I like to imagine this ideal person with such a routine, but even more, I love to imagine the person who's struggling, who can't keep up with all the burden they have, who's overwhelmed, yet implements this routine for a month or a few months. How will they change?

So here are the habits I want to develop and I'll use a mini version of these habits where applicable to start with and develop them. Later I will evaluate my mini habits and do optimization if needed, but until then:

  1. Leetcode every day. What is a mini habit will look like here? Open the problem you haven't solved yet, read it and understand what the program will have as an input and what it should return. Think of what kind of algorithm would be used in the solution. If I've already read this problem before, I'll write a few lines of pseudocode or just the comment on how it generally should be working. That's it. No more than that. That is the absolute minimum I am required to do. I'm starting with easy problems. The goal is to never skip this. Right now I'm usually solving an easy problem every day, but there are days when I don't feel like it, so this mini habit is especially useful for such days.
  2. Open Source contribution. I wouldn't describe here why, but I see a lot of value in contributing to open source. However, this is extremely time-consuming. You have to get to know the project structure, the way contribution happens in this particular project, you have to find the issue, see if this reproducible and needs a fix, and maintainers willing to accept the PR. So, a lot of stuff basically. What is a mini habit here? Read 5-10 issues in the project you're interested to contribute to. I can do as much even on worse days. And the RSS will help me.
  3. Writing this blog. I like writing. So 50 words a day should be a good mini habit.
  4. Rust. My requirement here is to write a line of code every day. Sounds stupid, but that's the whole point, to write a single line of code you have to go through all of the frictions of the opening editor, thinking of what you want to write and actually writing. No way I'm going to write just one line of code on a regular day, but could I skip writing this mere one line? No way. There is no excuse
  5. Tech book or course on Coursera. A mini habit: watch one video on the Coursera, read 1-2 pages of the book, or look over a problem/exercise just as I did for Leetcode.
  6. 5 AM. Now there's no really a mini version of this habit, so that what it is. Get up every day at 5 AM and get after it.
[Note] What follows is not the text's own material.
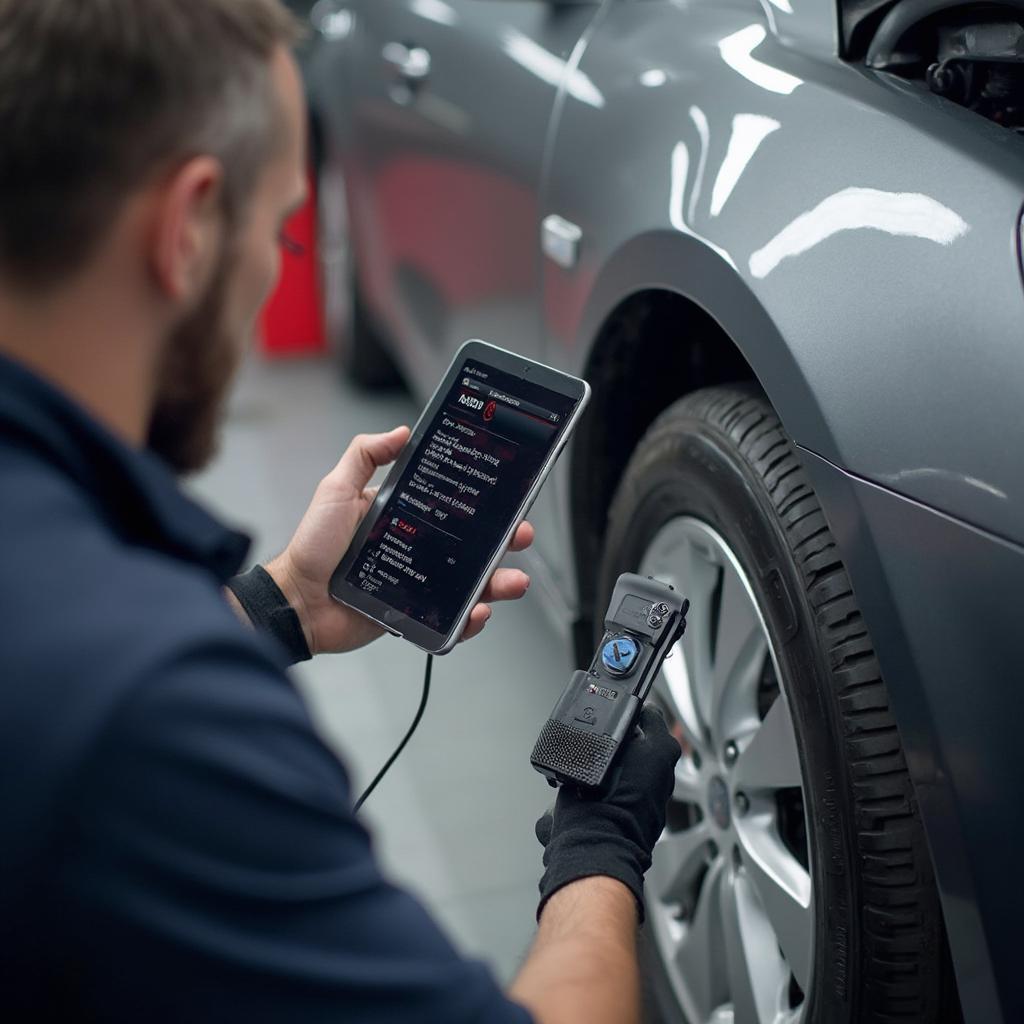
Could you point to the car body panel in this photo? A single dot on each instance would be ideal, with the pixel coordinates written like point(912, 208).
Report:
point(876, 272)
This, of course, does not include habits that I think I've already developed and which are not directly related to being a software engineer.

The 5 AM is really important. The goal here's is to do 3-5 habits first thing in the morning. The day just started and you've already looked into some problems on leetcode, wrote 50 lines of a blog, and looked at some issues in open source projects — who's going to stop you?

Actually, this is exactly what happened today.

Right now it's the end of March and starting April I will deploy this SOP (Standard Operation Procedure) full scale. No excuses, no bullshit, just get up and get after it. I plan to write an entry on my progress weekly, see you there), if you are interested!

I will use the habit tracker to track the progress and few other techniques I've mentioned in the "How I live my life as a software engineer"

Here's a preview of my schedule that I had run on Day 0, which is March 31

  1. 5 AM GET UP
  2. 5:00-5:15 Prepare coffee
  3. 5:15-5:45 Read through issues on aiohttp and FastAPI
  4. 5:45-6:45 Write this blog post
  5. 6:45-7:45 Leetcode
  6. 8:00 - 11:00 Deep work session
  7. 11:00-12:30 Exercise
  8. 12:30-13:00 Cold Shower
  9. 13:00 - 16:00 Low cognitive work, basically bunch of meetings, replying in Jira, very simple code
  10. 16:00-17:00 Coursera (Data Structure course)
  11. 17:00-18:00 Writing my own site (which you presumably read this on) with Rust

Four out of six habits that I want to develop were executed before 8 AM and this is exactly what I want my morning routine to look like!